Markov chain Monte Carlo for computing averages

In particle transport problems expectations of useful quantities, E(), are computed by forming averages, in which case the stochastic process is a random walk.

The law of large numbers states that the variation in the estimate approaches the normal distribution so a model for the probability of an MC generated result is the chi-square difference between the computed result and the measured result i.e. $\chi^2=(E[x]-\overline{\pi})^2$.

Likewise the variance of the MC calculation is given as $\sigma^2=E[x^2]-E[x]^2$.

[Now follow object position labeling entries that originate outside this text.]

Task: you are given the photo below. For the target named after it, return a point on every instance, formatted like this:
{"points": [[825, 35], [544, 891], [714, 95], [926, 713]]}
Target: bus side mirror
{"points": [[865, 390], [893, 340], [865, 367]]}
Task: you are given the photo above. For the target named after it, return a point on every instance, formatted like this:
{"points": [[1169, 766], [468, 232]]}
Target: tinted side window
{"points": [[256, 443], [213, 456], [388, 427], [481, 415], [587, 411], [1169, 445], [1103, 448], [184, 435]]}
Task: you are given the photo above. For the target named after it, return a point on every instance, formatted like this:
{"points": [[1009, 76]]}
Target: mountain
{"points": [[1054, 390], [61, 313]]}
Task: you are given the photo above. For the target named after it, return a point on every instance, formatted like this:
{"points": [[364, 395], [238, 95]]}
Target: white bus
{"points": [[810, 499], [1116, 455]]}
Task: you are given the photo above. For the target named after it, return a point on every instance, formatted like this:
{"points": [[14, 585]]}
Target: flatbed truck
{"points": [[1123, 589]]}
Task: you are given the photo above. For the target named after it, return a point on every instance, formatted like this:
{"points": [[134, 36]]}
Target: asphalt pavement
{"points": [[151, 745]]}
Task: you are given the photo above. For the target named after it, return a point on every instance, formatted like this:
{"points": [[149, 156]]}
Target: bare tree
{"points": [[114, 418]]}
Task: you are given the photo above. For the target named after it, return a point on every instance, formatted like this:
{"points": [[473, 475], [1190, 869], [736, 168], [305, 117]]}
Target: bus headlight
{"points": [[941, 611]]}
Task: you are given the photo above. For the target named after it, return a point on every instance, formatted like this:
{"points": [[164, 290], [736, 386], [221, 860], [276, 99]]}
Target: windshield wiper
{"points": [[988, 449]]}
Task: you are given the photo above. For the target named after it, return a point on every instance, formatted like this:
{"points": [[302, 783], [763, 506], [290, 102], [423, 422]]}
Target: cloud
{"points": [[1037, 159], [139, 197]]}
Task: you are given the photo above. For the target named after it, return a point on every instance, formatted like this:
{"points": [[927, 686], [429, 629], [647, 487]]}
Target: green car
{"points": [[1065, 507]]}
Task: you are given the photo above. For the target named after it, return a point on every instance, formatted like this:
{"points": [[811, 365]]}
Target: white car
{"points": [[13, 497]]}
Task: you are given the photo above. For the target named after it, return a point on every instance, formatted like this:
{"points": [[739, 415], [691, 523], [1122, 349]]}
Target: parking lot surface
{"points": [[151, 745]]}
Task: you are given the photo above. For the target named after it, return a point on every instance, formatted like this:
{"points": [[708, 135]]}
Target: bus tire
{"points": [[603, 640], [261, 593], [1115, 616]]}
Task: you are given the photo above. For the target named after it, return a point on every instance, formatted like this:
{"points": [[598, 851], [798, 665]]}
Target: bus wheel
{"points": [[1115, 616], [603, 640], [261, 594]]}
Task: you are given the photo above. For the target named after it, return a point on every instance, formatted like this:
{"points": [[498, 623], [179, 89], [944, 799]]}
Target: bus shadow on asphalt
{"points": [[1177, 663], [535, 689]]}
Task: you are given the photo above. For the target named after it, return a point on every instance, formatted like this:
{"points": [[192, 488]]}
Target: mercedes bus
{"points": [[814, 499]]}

Subsequently, $\pi(Y)\propto e^{-\chi^2/\sigma^2}/\sigma.$

In the limit where the normal distribution becomes valid the transition probabilities approaches a symmetric relation Q(X|Y)=Q(|Y-X|) and cancel in equation 1.

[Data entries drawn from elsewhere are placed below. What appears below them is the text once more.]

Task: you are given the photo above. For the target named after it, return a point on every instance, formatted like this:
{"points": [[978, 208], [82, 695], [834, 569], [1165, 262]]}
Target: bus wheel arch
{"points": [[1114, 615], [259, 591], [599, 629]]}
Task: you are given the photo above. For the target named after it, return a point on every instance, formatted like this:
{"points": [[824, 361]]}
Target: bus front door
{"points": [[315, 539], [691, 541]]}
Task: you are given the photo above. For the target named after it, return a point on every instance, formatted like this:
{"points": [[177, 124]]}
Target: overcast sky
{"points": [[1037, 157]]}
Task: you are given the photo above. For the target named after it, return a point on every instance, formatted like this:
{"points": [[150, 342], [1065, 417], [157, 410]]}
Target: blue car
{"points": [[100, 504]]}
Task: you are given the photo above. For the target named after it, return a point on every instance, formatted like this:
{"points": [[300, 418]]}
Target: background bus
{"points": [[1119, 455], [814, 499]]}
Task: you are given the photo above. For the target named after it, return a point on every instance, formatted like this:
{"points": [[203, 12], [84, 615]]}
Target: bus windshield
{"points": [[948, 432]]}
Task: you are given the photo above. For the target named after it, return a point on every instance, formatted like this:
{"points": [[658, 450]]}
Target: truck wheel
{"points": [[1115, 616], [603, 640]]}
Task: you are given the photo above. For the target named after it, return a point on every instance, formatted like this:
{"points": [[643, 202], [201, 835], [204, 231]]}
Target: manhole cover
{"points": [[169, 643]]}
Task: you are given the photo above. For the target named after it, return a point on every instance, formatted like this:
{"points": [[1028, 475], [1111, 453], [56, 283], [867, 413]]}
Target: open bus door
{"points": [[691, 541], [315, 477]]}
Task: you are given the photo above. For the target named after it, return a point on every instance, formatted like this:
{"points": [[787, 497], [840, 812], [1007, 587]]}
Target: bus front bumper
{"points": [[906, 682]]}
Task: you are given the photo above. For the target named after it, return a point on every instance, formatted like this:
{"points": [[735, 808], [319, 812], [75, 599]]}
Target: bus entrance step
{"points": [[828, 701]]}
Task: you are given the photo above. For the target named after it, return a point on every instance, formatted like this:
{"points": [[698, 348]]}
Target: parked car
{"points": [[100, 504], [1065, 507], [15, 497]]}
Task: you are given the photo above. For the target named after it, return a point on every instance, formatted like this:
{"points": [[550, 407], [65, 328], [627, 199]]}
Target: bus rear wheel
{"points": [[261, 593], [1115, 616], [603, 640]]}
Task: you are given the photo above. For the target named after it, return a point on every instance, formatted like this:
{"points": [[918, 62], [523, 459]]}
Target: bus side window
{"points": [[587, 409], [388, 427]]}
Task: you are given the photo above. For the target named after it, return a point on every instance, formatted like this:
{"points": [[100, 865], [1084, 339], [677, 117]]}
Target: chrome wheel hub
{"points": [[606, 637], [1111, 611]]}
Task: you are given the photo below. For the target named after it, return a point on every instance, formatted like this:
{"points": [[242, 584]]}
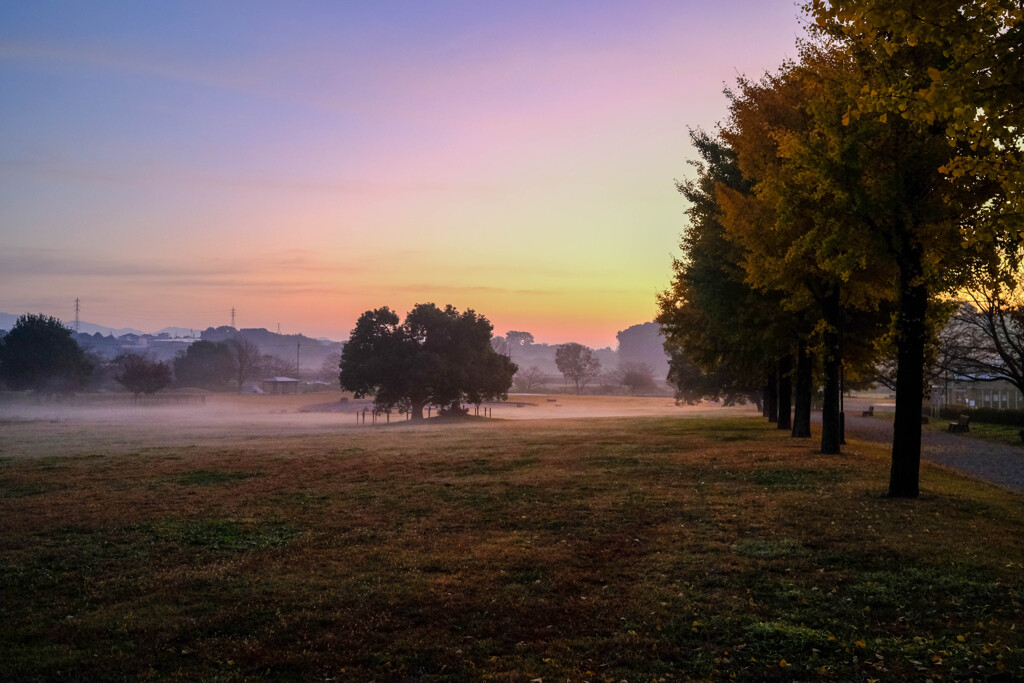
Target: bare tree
{"points": [[245, 359], [985, 338]]}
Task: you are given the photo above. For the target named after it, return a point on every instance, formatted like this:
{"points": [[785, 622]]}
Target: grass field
{"points": [[601, 549]]}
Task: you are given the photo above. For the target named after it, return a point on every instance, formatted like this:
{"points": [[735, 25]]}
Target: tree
{"points": [[39, 353], [435, 356], [955, 66], [643, 343], [721, 334], [205, 365], [527, 379], [985, 339], [329, 369], [937, 103], [577, 363], [140, 375], [516, 339], [274, 366], [246, 359], [637, 377]]}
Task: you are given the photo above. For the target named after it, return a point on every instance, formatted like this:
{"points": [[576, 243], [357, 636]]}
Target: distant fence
{"points": [[100, 399], [153, 399]]}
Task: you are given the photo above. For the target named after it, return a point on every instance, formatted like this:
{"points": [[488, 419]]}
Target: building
{"points": [[997, 394], [281, 385]]}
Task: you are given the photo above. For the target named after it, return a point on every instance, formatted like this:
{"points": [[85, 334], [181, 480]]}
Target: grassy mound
{"points": [[596, 550]]}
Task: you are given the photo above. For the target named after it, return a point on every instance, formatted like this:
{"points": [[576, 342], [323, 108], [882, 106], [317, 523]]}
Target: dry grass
{"points": [[602, 549]]}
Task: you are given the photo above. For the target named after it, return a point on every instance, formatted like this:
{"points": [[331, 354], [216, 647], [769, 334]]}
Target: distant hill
{"points": [[7, 322], [311, 352]]}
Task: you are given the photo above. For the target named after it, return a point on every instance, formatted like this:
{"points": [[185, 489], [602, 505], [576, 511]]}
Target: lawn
{"points": [[586, 550]]}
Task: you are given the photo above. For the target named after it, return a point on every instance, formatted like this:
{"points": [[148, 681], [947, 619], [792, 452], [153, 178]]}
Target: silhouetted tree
{"points": [[329, 370], [39, 353], [246, 359], [529, 378], [637, 377], [577, 363], [205, 365], [274, 366], [140, 375], [437, 357]]}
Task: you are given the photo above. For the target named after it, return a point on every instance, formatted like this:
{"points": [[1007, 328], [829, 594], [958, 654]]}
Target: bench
{"points": [[963, 424]]}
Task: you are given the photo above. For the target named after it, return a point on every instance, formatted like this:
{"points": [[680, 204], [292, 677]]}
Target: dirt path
{"points": [[1001, 465]]}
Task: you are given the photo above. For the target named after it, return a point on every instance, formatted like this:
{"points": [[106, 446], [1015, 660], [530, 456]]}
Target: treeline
{"points": [[39, 353], [638, 366], [844, 203]]}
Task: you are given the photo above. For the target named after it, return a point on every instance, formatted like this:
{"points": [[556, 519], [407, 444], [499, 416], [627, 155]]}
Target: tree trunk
{"points": [[784, 391], [911, 333], [805, 387], [829, 408], [416, 411]]}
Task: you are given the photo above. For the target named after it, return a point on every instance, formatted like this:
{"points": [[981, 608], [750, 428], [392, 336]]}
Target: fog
{"points": [[83, 425]]}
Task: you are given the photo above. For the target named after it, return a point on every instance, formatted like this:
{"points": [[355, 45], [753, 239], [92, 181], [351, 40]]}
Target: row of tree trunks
{"points": [[830, 432]]}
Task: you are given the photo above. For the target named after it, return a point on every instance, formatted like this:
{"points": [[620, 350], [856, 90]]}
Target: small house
{"points": [[281, 385]]}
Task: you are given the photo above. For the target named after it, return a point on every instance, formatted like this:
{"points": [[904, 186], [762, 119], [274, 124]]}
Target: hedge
{"points": [[985, 415]]}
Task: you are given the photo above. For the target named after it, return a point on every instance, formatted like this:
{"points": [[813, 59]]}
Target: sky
{"points": [[303, 162]]}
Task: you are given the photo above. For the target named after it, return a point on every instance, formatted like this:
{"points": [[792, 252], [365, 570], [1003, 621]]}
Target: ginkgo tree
{"points": [[723, 337], [938, 97], [801, 241], [957, 67]]}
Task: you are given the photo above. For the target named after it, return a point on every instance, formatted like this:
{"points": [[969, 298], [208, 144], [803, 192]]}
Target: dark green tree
{"points": [[577, 363], [39, 353], [435, 357], [140, 375], [205, 365], [723, 337]]}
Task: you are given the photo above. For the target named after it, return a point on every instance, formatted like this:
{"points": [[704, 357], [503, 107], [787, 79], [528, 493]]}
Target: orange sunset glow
{"points": [[304, 163]]}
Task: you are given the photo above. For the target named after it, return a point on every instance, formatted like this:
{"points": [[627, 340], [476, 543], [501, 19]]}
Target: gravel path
{"points": [[1001, 465]]}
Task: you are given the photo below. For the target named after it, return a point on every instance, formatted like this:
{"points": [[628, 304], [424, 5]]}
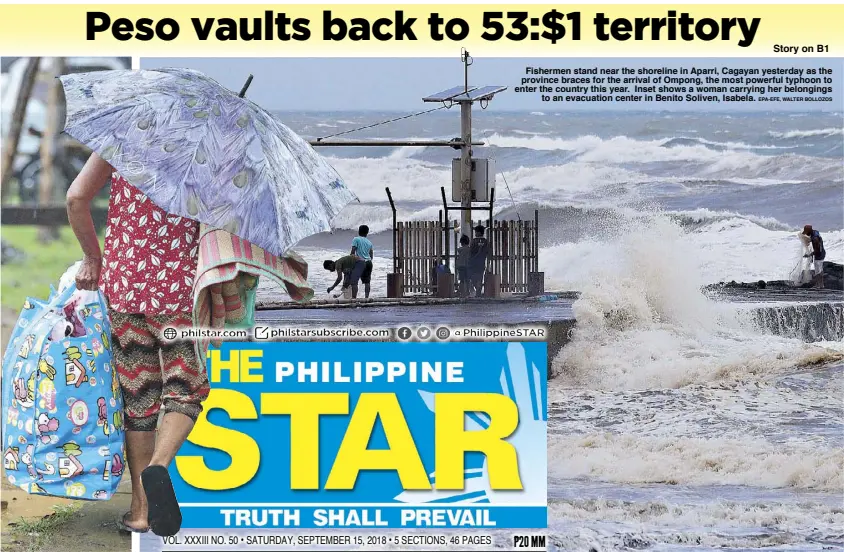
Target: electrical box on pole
{"points": [[473, 180], [482, 180]]}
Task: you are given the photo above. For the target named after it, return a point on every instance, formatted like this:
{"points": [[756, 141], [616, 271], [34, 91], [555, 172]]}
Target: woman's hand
{"points": [[88, 276]]}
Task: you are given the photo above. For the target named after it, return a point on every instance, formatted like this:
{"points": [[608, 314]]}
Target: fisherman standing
{"points": [[818, 254]]}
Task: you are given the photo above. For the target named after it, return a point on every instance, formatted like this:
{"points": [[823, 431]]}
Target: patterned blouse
{"points": [[149, 258]]}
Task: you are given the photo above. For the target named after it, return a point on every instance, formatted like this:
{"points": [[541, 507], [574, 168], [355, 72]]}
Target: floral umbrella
{"points": [[201, 151]]}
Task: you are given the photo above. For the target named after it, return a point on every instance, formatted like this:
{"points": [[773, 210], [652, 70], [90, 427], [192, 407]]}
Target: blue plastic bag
{"points": [[62, 404]]}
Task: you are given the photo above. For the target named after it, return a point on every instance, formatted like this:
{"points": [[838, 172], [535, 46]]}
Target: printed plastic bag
{"points": [[62, 404]]}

Further, in the limit of small differences from the mean, a normal distribution can be approximated by a square, Dirichlet, function, i.e. $\Delta(t)=1$ where |t|<1, otherwise 0.

The acceptance probability is,

$$\alpha \min\left[1,\frac{\Delta(\chi(Y)/\sigma(Y))}{\Delta(\chi(X)/\sigma(X)}\right]$$ =

$$\Delta(\chi(Y)/\sigma(Y)),$$ = (3)

hence a step is accepted if $\chi^2<\sigma^2$.

This is a Markov chain that converges to $\overline\pi$ and is stationary as previously shown.